Schema in TeskaLabs LogMan.io

TeskaLabs LogMan.io uses schemas to standardize and normalize log data from diverse sources. Schemas ensure that logs from different systems, applications, and devices are mapped to a common structure, making them easier to read, analyze, and correlate. This normalization improves readability and accessibility, allowing analysts to work with logs from various sources without needing to understand each source's unique format.

Why Use Schemas?

  • Normalization: Schemas transform heterogeneous log formats into a unified structure, enabling consistent querying and analysis.
  • Readability: Standardized fields make logs easier to interpret, reducing ambiguity and improving efficiency for analysts.
  • Accessibility: With a common schema, logs from different sources can be accessed and compared seamlessly, supporting cross-system investigations and reporting.

ECS Schema

TeskaLabs LogMan.io adopts the Elastic Common Schema (ECS) as its primary schema for log normalization. ECS defines a set of fields for structuring event data, making it easier to ingest, search, and visualize logs.

Important ECS Fields

Datetime Fields

  • @timestamp: The date and time when the event occurred, typically parsed from the event itself.
  • event.created: The date and time when the event was collected by LogMan.io Collector.
  • event.ingested: The date and time when the event was received by the LogMan.io Receiver (central system) and stored in the Archive.
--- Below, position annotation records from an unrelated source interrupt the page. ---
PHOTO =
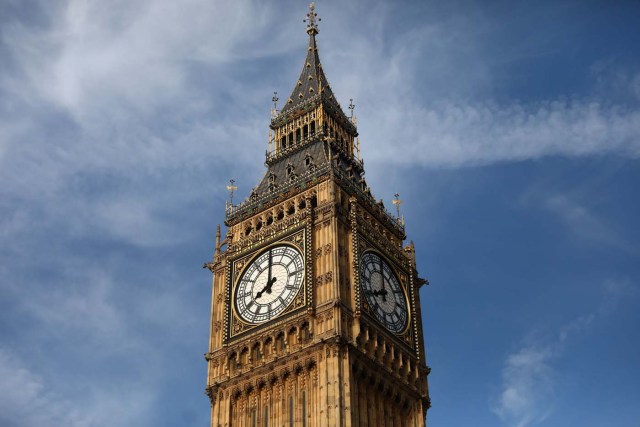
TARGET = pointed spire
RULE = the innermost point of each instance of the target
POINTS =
(312, 27)
(312, 83)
The chronological order of timestamps is as follows:

@timestamp < event.created < event.ingested

Base Fields

  • event.original: The original log message, preserved for reference.
  • message: The human-readable portion of the event, if present, is typically stored in this field.
  • _id: A unique identifier for the event. In TeskaLabs LogMan.io, this refers to the row_id in the Archive.
  • related.ip: A list of all IP addresses observed in the event.

Event Fields

  • event.category: The high-level category of the event (e.g., authentication, network, file), which helps group similar events.
  • event.action: The specific action performed (e.g., user login, file access).
  • event.outcome: The result of the event. Possible values are: success, failure, or unknown.
  • event.type: Describes the type of event, such as info, error, start, end, or access. This field further classifies the nature of the event within its category.
  • event.kind: Indicates the general kind of event, such as event, alert, metric, or state. This field is useful for distinguishing between regular events, alerts, and other data types.

Identifiers

  • host.id: A unique identifier for the host where the event originated. In TeskaLabs LogMan.io, this is typically enriched from host.hostname using lookups.
  • user.id: A unique identifier for the user associated with the event. In TeskaLabs LogMan.io, this is typically enriched from user.name using lookups.

Other Common Fields

  • log.level: The original log level of the event (e.g., info, warning, error).
  • source.ip and destination.ip: The IP addresses involved in the event, which are crucial for network analysis.
  • process.name and process.pid: Information about the process involved, useful for system, endpoint, and application logs.

LogMan.io Specific Fields

  • lmio.source: Identifies the origin of the event. For events collected using syslog, this is further enriched into the following fields:
    • lmio.logsource.ip: The IP address of the device from which the log originated.
    • lmio.logsource.port: The source port of the device from which the log originated.
    • lmio.logsource.protocol: The protocol used for log forwarding (e.g., tcp, udp, tls).
  • tenant: The name of the tenant to which the event belongs.

Others Schema

Others schema is used for error events, i.e. for events that are not successfully parsed. It is derived from ECS schema.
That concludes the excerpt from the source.